Some worms, such as XSS worms, have been written for research to determine the factors of how worms spread, such as social activity and change in user behavior, while other worms are little more than a prank, such as one that sends the popular image macro of an owl with the phrase "O RLY?" to a print queue in the infected computer. Another research proposed what seems to be the first computer worm that operates on the second layer of the OSI model (Data link Layer), it utilizes topology information such as Content-addressable memory (CAM) tables and Spanning Tree information stored in switches to propagate and probe for vulnerable nodes until the enterprise network is covered.

Most security experts regard all worms as malware, whatever their payload or their writers' intentions.

Protecting against dangerous computer worms

Worms spread by exploiting vulnerabilities in operating systems. Vendors with security problems supply regular security updates (see "Patch Tuesday"), and if these are installed to a machine then the majority of worms are unable to spread to it. If a vulnerability is disclosed before the security patch released by the vendor, a zero-day attack is possible.

Users need to be wary of opening unexpected email, and should not run attached files or programs, or visit web sites that are linked to such emails. However, as with the ILOVEYOU worm, and with the increased growth and efficiency of phishing attacks, it remains possible to trick the end-user into running a malicious code.

Anti-virus and anti-spyware software are helpful, but must be kept up-to-date with new pattern files at least every few days. The use of a firewall is also recommended.

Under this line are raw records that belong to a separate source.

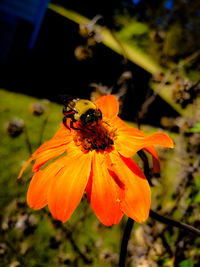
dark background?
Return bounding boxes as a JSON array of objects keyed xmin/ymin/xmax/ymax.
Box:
[{"xmin": 0, "ymin": 1, "xmax": 181, "ymax": 125}]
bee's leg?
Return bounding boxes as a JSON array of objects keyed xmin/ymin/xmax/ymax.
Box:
[
  {"xmin": 63, "ymin": 115, "xmax": 70, "ymax": 130},
  {"xmin": 70, "ymin": 119, "xmax": 81, "ymax": 130}
]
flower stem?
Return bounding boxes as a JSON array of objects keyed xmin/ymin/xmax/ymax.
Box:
[
  {"xmin": 24, "ymin": 126, "xmax": 32, "ymax": 155},
  {"xmin": 149, "ymin": 210, "xmax": 200, "ymax": 236},
  {"xmin": 119, "ymin": 218, "xmax": 134, "ymax": 267}
]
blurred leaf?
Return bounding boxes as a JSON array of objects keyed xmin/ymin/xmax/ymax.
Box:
[
  {"xmin": 179, "ymin": 259, "xmax": 194, "ymax": 267},
  {"xmin": 189, "ymin": 122, "xmax": 200, "ymax": 133}
]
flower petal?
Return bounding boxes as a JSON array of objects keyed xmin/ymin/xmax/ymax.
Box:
[
  {"xmin": 86, "ymin": 152, "xmax": 124, "ymax": 226},
  {"xmin": 18, "ymin": 124, "xmax": 72, "ymax": 178},
  {"xmin": 32, "ymin": 145, "xmax": 67, "ymax": 172},
  {"xmin": 110, "ymin": 153, "xmax": 151, "ymax": 223},
  {"xmin": 95, "ymin": 95, "xmax": 119, "ymax": 118},
  {"xmin": 115, "ymin": 127, "xmax": 174, "ymax": 158},
  {"xmin": 144, "ymin": 146, "xmax": 160, "ymax": 173},
  {"xmin": 48, "ymin": 153, "xmax": 91, "ymax": 222},
  {"xmin": 27, "ymin": 156, "xmax": 66, "ymax": 210}
]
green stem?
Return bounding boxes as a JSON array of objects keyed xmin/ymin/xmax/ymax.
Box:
[{"xmin": 119, "ymin": 218, "xmax": 134, "ymax": 267}]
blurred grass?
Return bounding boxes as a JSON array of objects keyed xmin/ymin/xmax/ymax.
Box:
[
  {"xmin": 0, "ymin": 89, "xmax": 199, "ymax": 267},
  {"xmin": 0, "ymin": 89, "xmax": 126, "ymax": 267}
]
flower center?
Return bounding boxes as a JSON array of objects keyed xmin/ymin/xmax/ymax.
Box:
[{"xmin": 73, "ymin": 120, "xmax": 116, "ymax": 153}]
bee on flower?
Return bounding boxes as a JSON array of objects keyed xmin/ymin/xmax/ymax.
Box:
[{"xmin": 19, "ymin": 95, "xmax": 174, "ymax": 226}]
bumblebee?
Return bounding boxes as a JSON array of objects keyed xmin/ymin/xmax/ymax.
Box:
[{"xmin": 63, "ymin": 98, "xmax": 102, "ymax": 130}]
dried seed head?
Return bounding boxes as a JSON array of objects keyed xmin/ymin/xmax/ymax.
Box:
[{"xmin": 5, "ymin": 118, "xmax": 24, "ymax": 138}]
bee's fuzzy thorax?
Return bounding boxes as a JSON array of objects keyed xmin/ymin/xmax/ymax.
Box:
[{"xmin": 73, "ymin": 121, "xmax": 116, "ymax": 153}]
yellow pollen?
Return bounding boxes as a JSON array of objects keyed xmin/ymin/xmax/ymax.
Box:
[{"xmin": 73, "ymin": 121, "xmax": 116, "ymax": 153}]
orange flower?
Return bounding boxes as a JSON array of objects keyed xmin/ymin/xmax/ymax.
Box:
[{"xmin": 19, "ymin": 95, "xmax": 174, "ymax": 226}]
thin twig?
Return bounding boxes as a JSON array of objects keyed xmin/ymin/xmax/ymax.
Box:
[
  {"xmin": 24, "ymin": 126, "xmax": 32, "ymax": 155},
  {"xmin": 137, "ymin": 150, "xmax": 152, "ymax": 185},
  {"xmin": 38, "ymin": 117, "xmax": 48, "ymax": 147},
  {"xmin": 149, "ymin": 210, "xmax": 200, "ymax": 236},
  {"xmin": 119, "ymin": 218, "xmax": 134, "ymax": 267}
]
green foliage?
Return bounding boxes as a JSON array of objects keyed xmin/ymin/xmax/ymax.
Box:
[
  {"xmin": 179, "ymin": 259, "xmax": 194, "ymax": 267},
  {"xmin": 189, "ymin": 122, "xmax": 200, "ymax": 133}
]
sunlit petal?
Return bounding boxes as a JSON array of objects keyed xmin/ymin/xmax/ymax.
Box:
[
  {"xmin": 48, "ymin": 153, "xmax": 91, "ymax": 222},
  {"xmin": 86, "ymin": 153, "xmax": 124, "ymax": 226},
  {"xmin": 95, "ymin": 95, "xmax": 119, "ymax": 118},
  {"xmin": 110, "ymin": 153, "xmax": 151, "ymax": 223}
]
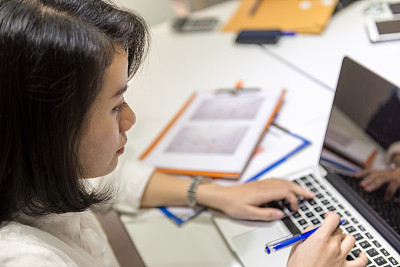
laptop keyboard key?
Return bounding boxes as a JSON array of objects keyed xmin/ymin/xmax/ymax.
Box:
[
  {"xmin": 381, "ymin": 248, "xmax": 389, "ymax": 257},
  {"xmin": 388, "ymin": 257, "xmax": 399, "ymax": 265},
  {"xmin": 372, "ymin": 240, "xmax": 381, "ymax": 248},
  {"xmin": 353, "ymin": 233, "xmax": 364, "ymax": 241},
  {"xmin": 351, "ymin": 248, "xmax": 361, "ymax": 258},
  {"xmin": 367, "ymin": 248, "xmax": 379, "ymax": 257},
  {"xmin": 360, "ymin": 241, "xmax": 371, "ymax": 249},
  {"xmin": 374, "ymin": 256, "xmax": 387, "ymax": 266},
  {"xmin": 346, "ymin": 226, "xmax": 356, "ymax": 234}
]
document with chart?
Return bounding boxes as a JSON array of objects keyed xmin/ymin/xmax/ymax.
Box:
[{"xmin": 141, "ymin": 89, "xmax": 285, "ymax": 179}]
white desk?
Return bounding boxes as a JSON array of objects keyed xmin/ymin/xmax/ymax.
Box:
[
  {"xmin": 265, "ymin": 0, "xmax": 400, "ymax": 89},
  {"xmin": 122, "ymin": 1, "xmax": 400, "ymax": 267}
]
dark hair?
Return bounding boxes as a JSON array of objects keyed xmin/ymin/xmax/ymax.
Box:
[{"xmin": 0, "ymin": 0, "xmax": 149, "ymax": 222}]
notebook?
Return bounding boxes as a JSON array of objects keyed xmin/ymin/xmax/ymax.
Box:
[
  {"xmin": 214, "ymin": 57, "xmax": 400, "ymax": 267},
  {"xmin": 140, "ymin": 88, "xmax": 285, "ymax": 179}
]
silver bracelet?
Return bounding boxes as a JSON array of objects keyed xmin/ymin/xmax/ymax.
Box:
[{"xmin": 186, "ymin": 176, "xmax": 204, "ymax": 208}]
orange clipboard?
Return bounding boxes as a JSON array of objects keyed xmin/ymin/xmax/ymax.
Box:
[{"xmin": 139, "ymin": 89, "xmax": 286, "ymax": 179}]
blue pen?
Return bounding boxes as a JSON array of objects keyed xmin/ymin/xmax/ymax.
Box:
[{"xmin": 265, "ymin": 220, "xmax": 346, "ymax": 254}]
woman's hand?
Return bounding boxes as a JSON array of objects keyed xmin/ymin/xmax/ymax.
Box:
[
  {"xmin": 287, "ymin": 212, "xmax": 368, "ymax": 267},
  {"xmin": 354, "ymin": 168, "xmax": 400, "ymax": 201},
  {"xmin": 196, "ymin": 178, "xmax": 314, "ymax": 221}
]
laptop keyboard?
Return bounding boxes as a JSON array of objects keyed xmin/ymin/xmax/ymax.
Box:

In the April–June, 2008, issue of IEEE Transactions on Dependable and Secure Computing, computer scientists describe a potential new way to combat internet worms. The researchers discovered how to contain the kind of worm that scans the Internet randomly, looking for vulnerable hosts to infect. They found that the key is for software to monitor the number of scans that machines on a network sends out. When a machine starts sending out too many scans, it is a sign that it has been infected, allowing administrators to take it off line and check it for viruses. In addition, machine learning techniques can be used to detect new worms, by analyzing the behavior of the suspected computer.